Oppure la ragazza che pensa che il femminismo sia una strana bestia che chiami in soccorso se il boyfriend ti picchia, invece magari sa benissimo che altrove i pari diritti di fronte alla legge sono cosa ben lungi dall’essere stati raggiunti, ma semplicemente se ne frega. Forse anche nel suo condominio una sua coetanea ha il ragazzo che la picchia, ma a lei che le frega? A lei il ragazzo non la picchia, per ora il femminismo non le serve.  Questo è ciò che,  a quanto pare, ha capito la ragazza del femminismo.  “No, grazie, per ora come se avessi accettato, il mio ragazzo è caruccio, sto bene.”

Molto chiarificatrice, anche, poche foto più giù mi colpisce un’altra tipetta che dice una cosa tipo “io non mi sento rappresentata da voialtre hipster”.

Insomma l’idea è:

“ANTICHEEE!! VEEECHHIEEE, che non vi depilate e avete le tette cadenti, noi siamo fighe, qua, noi ci piace piacere e ci piace essere sessualmente libere (anche qui ignorando che la loro libertà sessuale è conquista e battaglia del femminismo degli anni ’70) , a REPREEESSEEEE! Yooooo!!! Io sono mamma e mi piacciono l’omini, E ALLOOORAAAAA?!”

Il tono che arriva è questo, confermando non solo il vero punto debole del nostro sesso che è quello di metterci du’secondi a fare zuffa da gatti tra donne invece di tirare fuori il talento – che sì, è soggettivo – dell’ascolto e dell’osservazione.

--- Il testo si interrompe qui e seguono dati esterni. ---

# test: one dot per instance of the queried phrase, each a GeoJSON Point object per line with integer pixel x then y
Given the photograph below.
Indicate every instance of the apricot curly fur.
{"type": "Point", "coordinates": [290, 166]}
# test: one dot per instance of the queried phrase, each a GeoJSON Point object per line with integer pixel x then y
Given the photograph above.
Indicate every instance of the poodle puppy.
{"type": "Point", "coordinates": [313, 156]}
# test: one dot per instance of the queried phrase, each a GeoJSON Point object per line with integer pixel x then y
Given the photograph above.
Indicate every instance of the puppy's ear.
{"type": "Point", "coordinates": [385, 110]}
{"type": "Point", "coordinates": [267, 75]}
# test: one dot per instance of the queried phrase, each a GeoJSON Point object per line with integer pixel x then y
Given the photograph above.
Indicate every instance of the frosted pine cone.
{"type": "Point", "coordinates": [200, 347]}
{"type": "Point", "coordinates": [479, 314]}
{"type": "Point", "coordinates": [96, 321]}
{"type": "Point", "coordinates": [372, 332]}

Risulta subito evidente che tutto questo baillame dal sapor un po’ di glamour e lipgloss alla fragola, un po’ di gente che canta struccata con la chitarrina e la vocetta dolce per postare il video su youtube, nasca da un enorme pregiudizio – una confusa etichetta hippie attribuita al pensiero femminista in genere – ma soprattutto dall’incapacità congenita, spero non di una generazione, di ascoltare e informarsi.

Basta leggere il sito sopraccitato o seguire l’hashtag sempre di cui sopra per capire che di fatto stanno dicendo di desiderare esattamente le stesse cose che desiderano le “femministe”, solo che queste ultime ne parlano come di una conquista da ottenere contro un sistema e delle leggi, le against individuano il nemico in altre donne.

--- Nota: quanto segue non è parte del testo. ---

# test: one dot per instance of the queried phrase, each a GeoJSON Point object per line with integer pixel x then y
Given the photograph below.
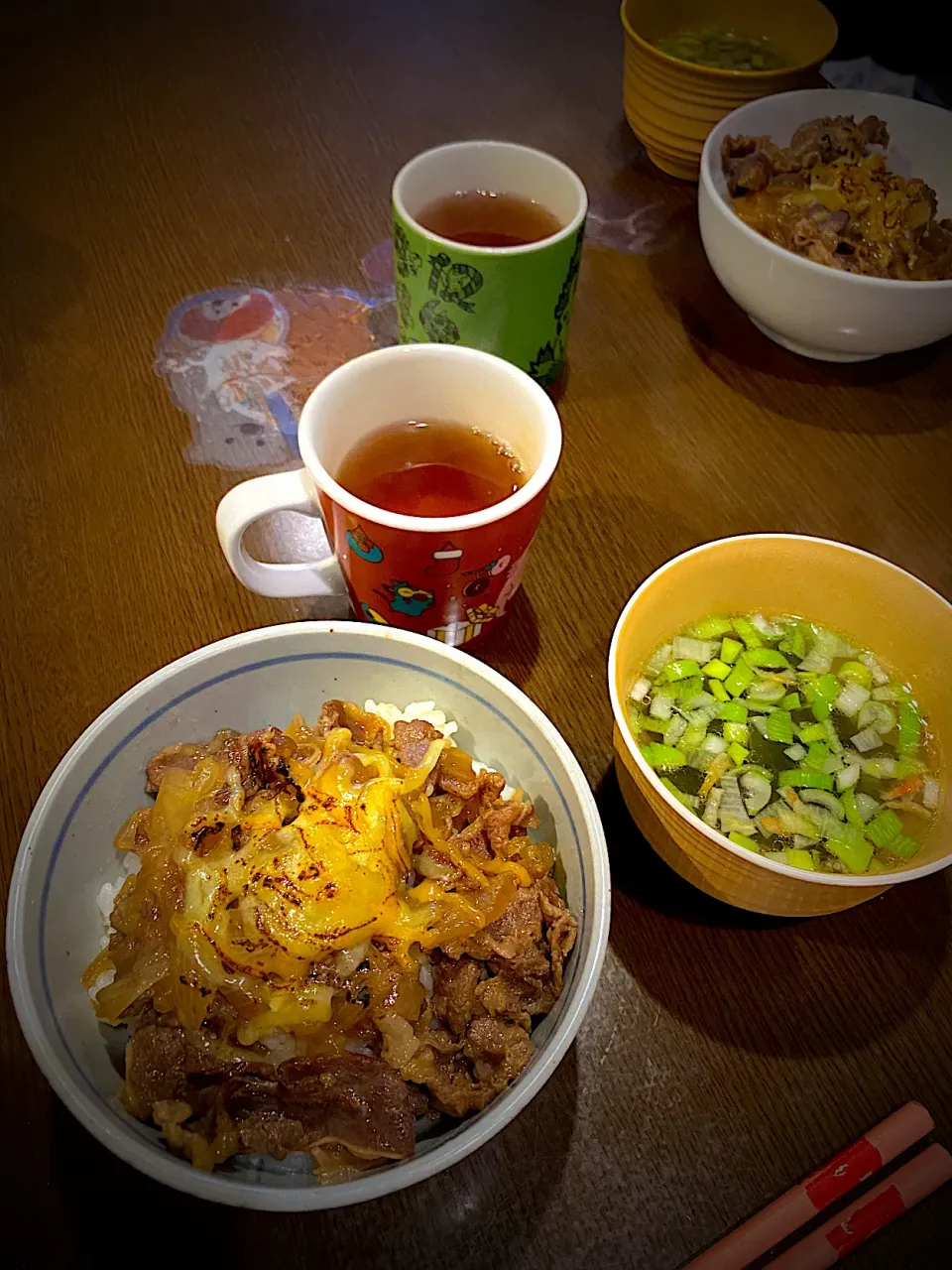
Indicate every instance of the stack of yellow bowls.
{"type": "Point", "coordinates": [673, 104]}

Siamo al paradosso, quindi: sarebbero altre donne, le femministe, a non volere che le donne siano libere di pensare, libere di vestirsi come vogliono, di fare sesso con chi scelgono. E magari sono sempre la femministe che ti consigliano di non denunciare uno stupro o un abuso “che tanto non succede niente”, sono loro che ritardano le leggi contro le violenze, che mettono in discussione il diritto alla scelta su una gravidanza, che non ti riconoscono la maternità in molti settori, che ti fanno firmare che non resterai incinta se vuoi essere assunta, che ti pagano meno di un uomo nella stessa identica collocazione professionale.

Secondo me questo fenomeno non è tanto il sintomo di una regressione culturale e dell’ignoranza storica e della mancanza di un pensiero forte, per me è soprattutto parte di un fenomeno più vasto che è quello della distrazione, del non ascolto,  che portano a prendere e partire con le fanfare senza aver capito bene di cosa si stia parlando.

Stavo per postare una mia foto con il seguente cartello:

“Non ho bisogno del femminismo perché a me cucinare piace, e poi c’ho il Bimby”.

Ma poi ho pensato che al di là dell’aspetto ilare, nonostante l’aspetto patinato, la faccenda – culturalmente parlando –  è seria. Per cui, nonostante la mia naturale tendenza, c’è poco da scherzare.